The right way of dealing with the fake news problem is for those in favor of freedom of expression and those in favor of legislation to continue their dialogue in search of common ground.
However, an urgent task that should be immediately addressed is education in media literacy.
This is the fundamental solution to the problem, and it is a preventative measure that is less controversial and that can be implemented promptly.
Unfortunately, in the discussion about fake news, the Ministry of Education, the authority best placed to implement such policies, has remained completely silent, as if the issue were none of its business — an astonishing reaction.
The ministry organizes more than 100 teacher workshops every year, ranging from courses for principals and deans-to-be to on-the-job training. If it could integrate media literacy training into such workshops and included fake news prevention, participants would surely become the best teachers of media literacy and the deconstruction of fake news, having an immeasurable influence on countless students.

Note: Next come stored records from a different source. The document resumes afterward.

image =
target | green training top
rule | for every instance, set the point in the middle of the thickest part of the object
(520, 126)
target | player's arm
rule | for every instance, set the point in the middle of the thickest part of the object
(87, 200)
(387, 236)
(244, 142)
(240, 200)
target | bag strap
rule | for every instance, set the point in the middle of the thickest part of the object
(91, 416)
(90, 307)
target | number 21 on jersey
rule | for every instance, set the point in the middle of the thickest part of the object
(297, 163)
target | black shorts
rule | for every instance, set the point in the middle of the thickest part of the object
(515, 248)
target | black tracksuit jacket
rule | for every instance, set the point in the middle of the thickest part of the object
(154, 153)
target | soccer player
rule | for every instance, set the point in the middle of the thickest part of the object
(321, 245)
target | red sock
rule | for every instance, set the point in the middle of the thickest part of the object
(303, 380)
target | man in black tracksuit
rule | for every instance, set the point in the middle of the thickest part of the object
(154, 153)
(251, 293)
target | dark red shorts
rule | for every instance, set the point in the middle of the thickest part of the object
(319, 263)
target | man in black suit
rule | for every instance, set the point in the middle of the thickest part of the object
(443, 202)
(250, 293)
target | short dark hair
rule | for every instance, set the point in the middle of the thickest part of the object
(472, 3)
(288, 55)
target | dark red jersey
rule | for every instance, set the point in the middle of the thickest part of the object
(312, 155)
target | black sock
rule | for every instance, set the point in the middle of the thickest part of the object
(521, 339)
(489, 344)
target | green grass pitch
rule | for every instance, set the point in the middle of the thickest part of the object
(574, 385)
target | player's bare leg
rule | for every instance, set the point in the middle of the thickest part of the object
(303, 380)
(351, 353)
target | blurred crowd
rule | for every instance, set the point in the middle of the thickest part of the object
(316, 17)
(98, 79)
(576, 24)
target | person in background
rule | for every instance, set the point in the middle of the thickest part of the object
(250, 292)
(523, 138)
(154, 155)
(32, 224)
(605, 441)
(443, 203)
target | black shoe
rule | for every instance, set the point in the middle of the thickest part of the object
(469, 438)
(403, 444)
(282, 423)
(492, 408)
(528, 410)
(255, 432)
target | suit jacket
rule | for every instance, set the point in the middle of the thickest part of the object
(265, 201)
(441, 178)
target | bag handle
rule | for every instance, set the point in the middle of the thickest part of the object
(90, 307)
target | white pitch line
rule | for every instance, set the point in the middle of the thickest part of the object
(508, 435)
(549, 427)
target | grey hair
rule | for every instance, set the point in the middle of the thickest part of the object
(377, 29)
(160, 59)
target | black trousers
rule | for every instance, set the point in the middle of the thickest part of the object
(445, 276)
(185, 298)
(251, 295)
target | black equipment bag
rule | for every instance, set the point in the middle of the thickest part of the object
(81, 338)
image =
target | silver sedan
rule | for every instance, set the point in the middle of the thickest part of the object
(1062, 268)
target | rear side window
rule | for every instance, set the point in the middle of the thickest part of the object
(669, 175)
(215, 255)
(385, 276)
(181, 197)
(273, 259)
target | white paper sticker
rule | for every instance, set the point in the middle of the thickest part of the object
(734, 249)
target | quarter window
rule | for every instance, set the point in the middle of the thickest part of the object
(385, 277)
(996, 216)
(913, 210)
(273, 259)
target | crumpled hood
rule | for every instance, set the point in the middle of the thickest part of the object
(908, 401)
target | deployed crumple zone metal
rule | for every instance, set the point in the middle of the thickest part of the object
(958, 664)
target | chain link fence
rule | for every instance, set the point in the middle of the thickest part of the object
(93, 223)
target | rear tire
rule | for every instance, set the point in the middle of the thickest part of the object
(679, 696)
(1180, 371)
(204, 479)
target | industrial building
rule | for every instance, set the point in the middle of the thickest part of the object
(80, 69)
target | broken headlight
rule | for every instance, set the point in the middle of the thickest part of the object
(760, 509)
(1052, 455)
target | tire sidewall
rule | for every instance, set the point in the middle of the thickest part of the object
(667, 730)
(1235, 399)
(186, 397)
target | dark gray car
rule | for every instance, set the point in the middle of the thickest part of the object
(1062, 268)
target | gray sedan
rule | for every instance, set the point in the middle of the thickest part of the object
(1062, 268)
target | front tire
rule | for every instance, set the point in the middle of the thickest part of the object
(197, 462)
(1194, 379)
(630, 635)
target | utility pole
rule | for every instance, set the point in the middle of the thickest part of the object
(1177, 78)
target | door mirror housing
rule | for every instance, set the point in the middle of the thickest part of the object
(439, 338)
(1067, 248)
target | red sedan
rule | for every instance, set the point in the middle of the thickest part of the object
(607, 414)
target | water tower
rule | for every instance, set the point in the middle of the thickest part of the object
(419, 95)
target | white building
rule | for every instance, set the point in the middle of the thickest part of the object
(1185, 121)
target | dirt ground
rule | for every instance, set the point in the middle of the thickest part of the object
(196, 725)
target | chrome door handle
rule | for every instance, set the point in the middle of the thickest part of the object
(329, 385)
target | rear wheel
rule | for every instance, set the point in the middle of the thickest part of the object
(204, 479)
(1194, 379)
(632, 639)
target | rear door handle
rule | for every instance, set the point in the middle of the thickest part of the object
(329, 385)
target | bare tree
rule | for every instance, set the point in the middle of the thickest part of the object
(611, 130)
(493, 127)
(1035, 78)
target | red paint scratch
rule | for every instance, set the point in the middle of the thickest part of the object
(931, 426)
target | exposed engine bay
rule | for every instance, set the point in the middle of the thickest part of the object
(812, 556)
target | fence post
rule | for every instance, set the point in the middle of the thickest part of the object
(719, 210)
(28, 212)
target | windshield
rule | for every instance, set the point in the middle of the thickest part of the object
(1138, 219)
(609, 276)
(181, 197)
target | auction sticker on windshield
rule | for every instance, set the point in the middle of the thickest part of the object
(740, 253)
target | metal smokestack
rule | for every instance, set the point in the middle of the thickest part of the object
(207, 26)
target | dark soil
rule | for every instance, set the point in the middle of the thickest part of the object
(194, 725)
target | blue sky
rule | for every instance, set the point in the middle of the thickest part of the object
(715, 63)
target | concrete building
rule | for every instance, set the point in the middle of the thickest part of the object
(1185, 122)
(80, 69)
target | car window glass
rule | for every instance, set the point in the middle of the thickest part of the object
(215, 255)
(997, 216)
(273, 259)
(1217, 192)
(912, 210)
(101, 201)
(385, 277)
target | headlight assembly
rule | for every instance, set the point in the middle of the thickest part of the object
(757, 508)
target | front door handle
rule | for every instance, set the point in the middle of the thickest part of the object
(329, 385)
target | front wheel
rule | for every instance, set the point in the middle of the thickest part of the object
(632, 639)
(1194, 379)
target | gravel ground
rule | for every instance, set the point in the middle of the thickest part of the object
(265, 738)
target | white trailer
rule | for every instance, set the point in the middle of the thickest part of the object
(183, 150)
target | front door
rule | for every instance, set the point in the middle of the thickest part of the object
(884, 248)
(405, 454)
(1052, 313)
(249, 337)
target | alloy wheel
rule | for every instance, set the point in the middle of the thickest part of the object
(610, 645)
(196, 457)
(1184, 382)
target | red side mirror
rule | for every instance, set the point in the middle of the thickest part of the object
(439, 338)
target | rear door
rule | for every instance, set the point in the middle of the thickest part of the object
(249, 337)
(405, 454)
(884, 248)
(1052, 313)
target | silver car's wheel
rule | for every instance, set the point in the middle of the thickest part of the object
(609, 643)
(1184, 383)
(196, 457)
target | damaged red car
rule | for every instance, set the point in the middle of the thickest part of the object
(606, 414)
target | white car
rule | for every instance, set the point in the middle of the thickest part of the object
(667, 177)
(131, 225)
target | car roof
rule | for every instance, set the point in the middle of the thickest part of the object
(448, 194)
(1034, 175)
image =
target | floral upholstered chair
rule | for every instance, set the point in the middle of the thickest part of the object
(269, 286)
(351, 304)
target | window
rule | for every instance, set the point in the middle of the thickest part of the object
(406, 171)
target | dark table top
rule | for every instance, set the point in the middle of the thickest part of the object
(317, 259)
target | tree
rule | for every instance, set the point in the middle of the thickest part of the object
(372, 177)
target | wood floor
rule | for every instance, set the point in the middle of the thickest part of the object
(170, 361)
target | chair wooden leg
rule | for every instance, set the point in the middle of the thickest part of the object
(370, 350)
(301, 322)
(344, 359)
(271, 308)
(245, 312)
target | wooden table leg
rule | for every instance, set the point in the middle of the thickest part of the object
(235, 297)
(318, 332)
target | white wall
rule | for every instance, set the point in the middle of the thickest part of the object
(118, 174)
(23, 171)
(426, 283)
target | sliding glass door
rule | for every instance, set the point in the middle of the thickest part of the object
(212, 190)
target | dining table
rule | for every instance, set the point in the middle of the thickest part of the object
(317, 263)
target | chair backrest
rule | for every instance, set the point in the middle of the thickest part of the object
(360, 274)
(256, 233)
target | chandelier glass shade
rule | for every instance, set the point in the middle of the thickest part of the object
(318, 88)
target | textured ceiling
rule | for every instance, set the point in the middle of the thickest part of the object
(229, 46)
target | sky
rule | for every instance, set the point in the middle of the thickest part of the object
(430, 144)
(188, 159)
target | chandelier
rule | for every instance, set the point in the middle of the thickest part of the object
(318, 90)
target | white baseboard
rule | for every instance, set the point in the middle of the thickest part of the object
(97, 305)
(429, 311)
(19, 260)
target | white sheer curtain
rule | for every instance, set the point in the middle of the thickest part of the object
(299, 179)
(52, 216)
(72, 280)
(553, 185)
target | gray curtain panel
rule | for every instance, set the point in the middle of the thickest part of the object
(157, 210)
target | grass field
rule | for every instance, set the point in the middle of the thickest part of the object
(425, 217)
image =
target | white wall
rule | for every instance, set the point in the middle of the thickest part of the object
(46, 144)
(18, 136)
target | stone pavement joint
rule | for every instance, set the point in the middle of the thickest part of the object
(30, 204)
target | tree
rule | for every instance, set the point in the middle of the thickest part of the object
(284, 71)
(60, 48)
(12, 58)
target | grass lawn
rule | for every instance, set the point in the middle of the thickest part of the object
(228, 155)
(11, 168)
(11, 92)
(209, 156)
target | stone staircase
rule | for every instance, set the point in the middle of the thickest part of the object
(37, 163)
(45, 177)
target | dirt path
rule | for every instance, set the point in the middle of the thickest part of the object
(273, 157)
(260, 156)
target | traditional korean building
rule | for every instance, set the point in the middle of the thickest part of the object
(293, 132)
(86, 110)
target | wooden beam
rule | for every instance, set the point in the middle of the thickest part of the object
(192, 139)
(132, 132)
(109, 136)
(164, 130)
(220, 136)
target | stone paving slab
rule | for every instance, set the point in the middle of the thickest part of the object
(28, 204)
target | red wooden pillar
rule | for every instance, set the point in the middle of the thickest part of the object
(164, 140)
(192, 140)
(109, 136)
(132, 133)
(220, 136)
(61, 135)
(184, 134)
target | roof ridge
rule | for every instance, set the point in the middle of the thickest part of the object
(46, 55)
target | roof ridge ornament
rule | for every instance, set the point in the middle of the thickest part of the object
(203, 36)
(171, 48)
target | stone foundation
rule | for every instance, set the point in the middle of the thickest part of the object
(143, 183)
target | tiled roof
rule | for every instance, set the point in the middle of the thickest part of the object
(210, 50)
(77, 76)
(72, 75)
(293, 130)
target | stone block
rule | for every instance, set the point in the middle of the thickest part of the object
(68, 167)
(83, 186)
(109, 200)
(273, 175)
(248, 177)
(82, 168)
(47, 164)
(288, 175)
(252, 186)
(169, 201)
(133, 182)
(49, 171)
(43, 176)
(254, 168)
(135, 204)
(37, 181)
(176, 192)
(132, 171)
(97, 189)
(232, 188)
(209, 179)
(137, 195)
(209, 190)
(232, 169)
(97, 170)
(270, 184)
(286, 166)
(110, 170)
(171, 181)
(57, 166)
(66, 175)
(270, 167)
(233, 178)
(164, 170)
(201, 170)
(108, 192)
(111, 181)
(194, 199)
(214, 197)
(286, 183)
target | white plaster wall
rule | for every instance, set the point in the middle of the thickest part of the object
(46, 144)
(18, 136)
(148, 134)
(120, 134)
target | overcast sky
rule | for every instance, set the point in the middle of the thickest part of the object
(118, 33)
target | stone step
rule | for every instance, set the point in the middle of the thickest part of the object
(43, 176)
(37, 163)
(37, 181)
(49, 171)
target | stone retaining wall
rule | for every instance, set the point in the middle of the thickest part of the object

Surely cyberbullying, infringing on human rights, videos that violate people’s privacy and the distribution of fake news that causes social unrest are mostly the result of mistakes made by younger generations because they lack an understanding of the innate character of the Internet, as well as the related laws — in other words, a lack of media literacy.
Perhaps many students’ ignorance is not a result of their schools’ unwillingness to teach media literacy. Instead, it could be because teachers lack training and simply do not know how to teach media literacy.
As a consequence, fake news has more serious consequences in Taiwan than in many other nations. Is this not a problem that people in education should face head-on?
In addition to holding teachers’ workshops, the ministry could also implement a nationwide contest to submit teaching plans aimed at preventing fake news. There must be passionate educators who would like to help solve this problem.
Innovative teaching plans from teachers in the classroom could serve as instruction materials for others, while the ministry could use the contest to stress the importance of responding to fake news and inspiring people’s creativity on how to do so.
Moreover, as the authority overseeing the Lifelong Learning Act (終身學習法), the ministry can take advantage of education for adults — such as social education halls, libraries and community colleges — to push for media literacy and the deconstruction of fake news, to make adults who heavily rely on social media aware of the dangers of spreading false information and the possibility of breaking the law.
As all sides continue to debate how to prevent the spread of fake news, from both preschool and school to lifelong learning, should the ministry not take responsibility and push for media literacy education and fake news prevention, as no other ministry can do so without causing much controversy?
Only when people understand that they should never spread information that cannot be verified can we turn the saying that “gossips and rumors will only be stopped by the wise” into a reality.
Chen Ping-hung is a professor at National Taiwan Normal University’s Graduate Institute of Mass Communication.